No, there won't be any difference. The methods do not modify the state of the class, so having static or not having static has no effect. They are the exact same, minus the fact you need an instance of the class if it isn't static.

1

In addition to the two options you posted (static method in static class, instance method in non-static class), there is a third option: a static method in a non-static class:

class Program
{
    static void Main(string[] args)
    {
        aAsposeNew.MultipleInstancesProblem();
        Console.ReadLine();
    }
}

public class aAsposeNew
{
    public static void MultipleInstancesProblem()
    {
        // elided
    }
}

I distinguish between the cases as if the class had some instance fields (or auto-properties), there would be a difference, as there'd be a memory impact from instantiating the class with new that you wouldn't get if it were a static method. For your code this doesn't matter as there are no instance fields or auto-properties.
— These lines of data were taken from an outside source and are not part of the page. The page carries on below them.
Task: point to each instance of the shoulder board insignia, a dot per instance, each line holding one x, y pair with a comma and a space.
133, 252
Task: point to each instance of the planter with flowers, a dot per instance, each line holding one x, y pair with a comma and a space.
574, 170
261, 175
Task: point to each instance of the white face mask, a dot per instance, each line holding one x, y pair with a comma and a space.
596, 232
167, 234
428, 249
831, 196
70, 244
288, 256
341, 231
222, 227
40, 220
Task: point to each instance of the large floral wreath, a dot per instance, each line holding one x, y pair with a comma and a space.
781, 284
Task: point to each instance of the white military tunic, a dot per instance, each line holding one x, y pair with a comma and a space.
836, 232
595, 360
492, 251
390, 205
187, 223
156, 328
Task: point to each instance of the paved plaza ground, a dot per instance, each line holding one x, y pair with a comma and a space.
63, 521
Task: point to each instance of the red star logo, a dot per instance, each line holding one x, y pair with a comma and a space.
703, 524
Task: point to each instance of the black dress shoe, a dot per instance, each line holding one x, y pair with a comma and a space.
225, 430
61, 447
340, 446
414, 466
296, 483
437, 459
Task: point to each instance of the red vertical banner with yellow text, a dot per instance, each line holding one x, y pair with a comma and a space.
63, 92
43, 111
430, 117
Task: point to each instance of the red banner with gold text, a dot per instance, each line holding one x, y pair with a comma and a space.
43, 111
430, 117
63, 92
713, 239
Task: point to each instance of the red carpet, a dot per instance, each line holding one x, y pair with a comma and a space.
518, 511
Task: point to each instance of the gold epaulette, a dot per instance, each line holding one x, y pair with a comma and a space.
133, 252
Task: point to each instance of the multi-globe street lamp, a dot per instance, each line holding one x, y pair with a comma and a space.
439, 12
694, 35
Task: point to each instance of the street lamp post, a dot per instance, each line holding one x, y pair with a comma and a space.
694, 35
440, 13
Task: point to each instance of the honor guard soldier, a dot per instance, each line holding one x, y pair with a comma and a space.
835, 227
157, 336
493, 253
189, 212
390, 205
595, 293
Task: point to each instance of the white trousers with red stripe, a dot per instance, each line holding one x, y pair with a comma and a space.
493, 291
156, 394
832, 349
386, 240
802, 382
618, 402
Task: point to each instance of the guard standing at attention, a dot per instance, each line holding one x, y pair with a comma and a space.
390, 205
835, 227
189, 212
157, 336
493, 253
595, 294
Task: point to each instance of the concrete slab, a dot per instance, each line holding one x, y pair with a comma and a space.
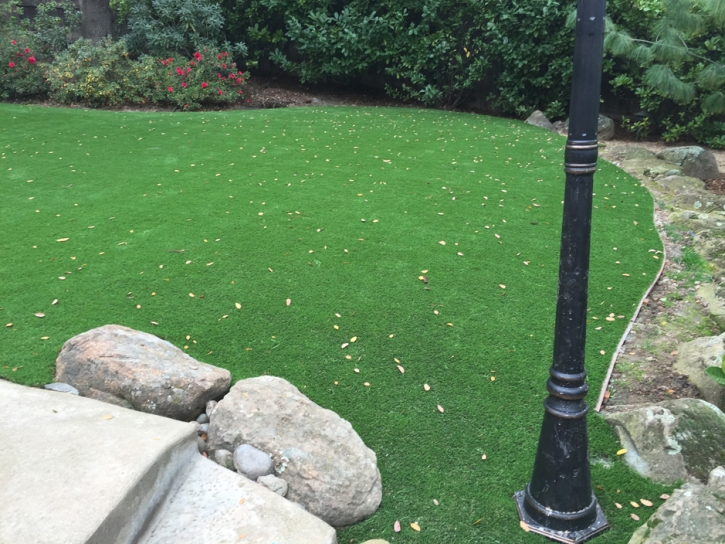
75, 470
214, 505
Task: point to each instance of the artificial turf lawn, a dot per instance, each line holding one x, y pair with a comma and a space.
257, 207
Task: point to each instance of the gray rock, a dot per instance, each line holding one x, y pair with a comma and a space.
140, 371
538, 119
271, 482
224, 458
326, 464
695, 161
716, 480
251, 462
605, 128
679, 184
671, 440
695, 356
210, 407
61, 388
694, 514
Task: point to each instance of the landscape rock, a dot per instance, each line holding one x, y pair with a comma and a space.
139, 371
671, 440
678, 184
538, 119
694, 160
327, 466
605, 128
695, 356
695, 514
251, 462
61, 388
271, 482
716, 480
224, 458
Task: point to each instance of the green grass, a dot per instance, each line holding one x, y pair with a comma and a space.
275, 200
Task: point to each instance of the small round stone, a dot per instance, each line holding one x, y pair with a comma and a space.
252, 463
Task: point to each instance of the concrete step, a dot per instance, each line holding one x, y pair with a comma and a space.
213, 505
76, 470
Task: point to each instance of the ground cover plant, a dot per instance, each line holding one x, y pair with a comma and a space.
397, 265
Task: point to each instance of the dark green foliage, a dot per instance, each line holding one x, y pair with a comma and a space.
28, 45
161, 27
669, 56
434, 51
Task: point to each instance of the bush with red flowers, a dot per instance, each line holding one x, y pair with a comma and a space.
210, 77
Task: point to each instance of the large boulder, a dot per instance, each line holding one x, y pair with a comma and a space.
672, 440
695, 356
538, 119
327, 466
139, 371
695, 161
694, 514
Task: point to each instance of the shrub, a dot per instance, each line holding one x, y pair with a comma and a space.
20, 73
160, 27
208, 78
27, 45
96, 75
669, 57
434, 51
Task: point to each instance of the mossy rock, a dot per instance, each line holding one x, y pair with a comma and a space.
672, 440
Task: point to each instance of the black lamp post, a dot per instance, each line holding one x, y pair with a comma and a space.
558, 502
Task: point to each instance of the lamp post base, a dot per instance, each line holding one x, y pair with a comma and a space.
568, 537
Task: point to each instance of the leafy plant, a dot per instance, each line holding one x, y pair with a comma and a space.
160, 27
96, 75
208, 78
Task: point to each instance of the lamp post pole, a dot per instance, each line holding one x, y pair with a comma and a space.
558, 502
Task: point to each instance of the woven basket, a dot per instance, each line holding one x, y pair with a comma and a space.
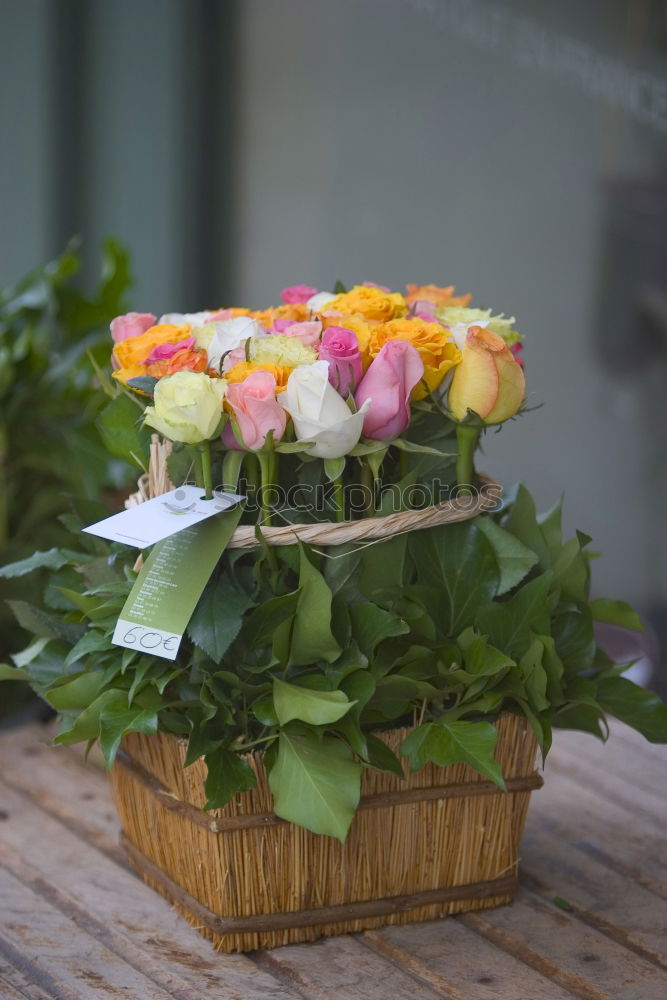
442, 841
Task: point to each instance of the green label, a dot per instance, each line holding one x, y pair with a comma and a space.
165, 594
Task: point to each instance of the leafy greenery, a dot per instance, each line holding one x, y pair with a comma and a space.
308, 656
50, 399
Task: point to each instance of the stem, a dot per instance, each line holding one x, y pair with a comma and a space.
467, 437
339, 498
204, 450
368, 484
265, 465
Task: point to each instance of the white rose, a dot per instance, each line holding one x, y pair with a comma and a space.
318, 302
228, 335
191, 319
319, 413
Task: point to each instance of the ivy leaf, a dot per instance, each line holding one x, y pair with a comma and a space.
318, 708
615, 613
514, 558
454, 743
371, 624
509, 623
227, 776
637, 707
312, 638
218, 618
458, 560
316, 784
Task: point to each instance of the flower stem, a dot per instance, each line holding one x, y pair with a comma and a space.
467, 436
339, 498
204, 450
265, 459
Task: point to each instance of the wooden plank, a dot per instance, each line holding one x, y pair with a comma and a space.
574, 955
117, 909
618, 906
463, 966
62, 958
342, 969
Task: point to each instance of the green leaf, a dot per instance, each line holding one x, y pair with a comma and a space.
509, 623
227, 776
119, 425
637, 707
318, 708
117, 719
312, 638
453, 743
371, 624
218, 618
316, 784
52, 559
615, 613
9, 673
514, 558
458, 560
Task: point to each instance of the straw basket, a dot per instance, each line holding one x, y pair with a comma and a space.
443, 841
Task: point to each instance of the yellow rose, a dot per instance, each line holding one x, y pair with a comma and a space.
187, 407
371, 303
488, 380
436, 294
240, 372
286, 352
437, 350
134, 350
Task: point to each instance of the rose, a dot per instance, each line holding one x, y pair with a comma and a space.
385, 390
130, 325
254, 406
187, 407
433, 342
320, 415
229, 335
371, 303
340, 348
297, 293
488, 380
This static method in non-static class case is still the same as the method being static in a static class, which, for your case, is the same as an instance method in an instance class (other than the way the method is called as @craysiii points out in his answer.

1

In this situation, as said, it will make no difference. In fact it would be a better practice to make the class static as the containing methods are static and there is no requirement to access any non-static instance members.

I use static class as a convenience to make it accessible for constants, exposing static methods to do independent units of work etc. A static class is loaded by the run time and lasts for the life of the app. Thus, we are guarenteed to always get the functionality we need without creating instances.

0

There wont be a difference in the functions execution but the manner in which it is called will be slightly different. I would suggest making it static, as it does not need a class instance to run.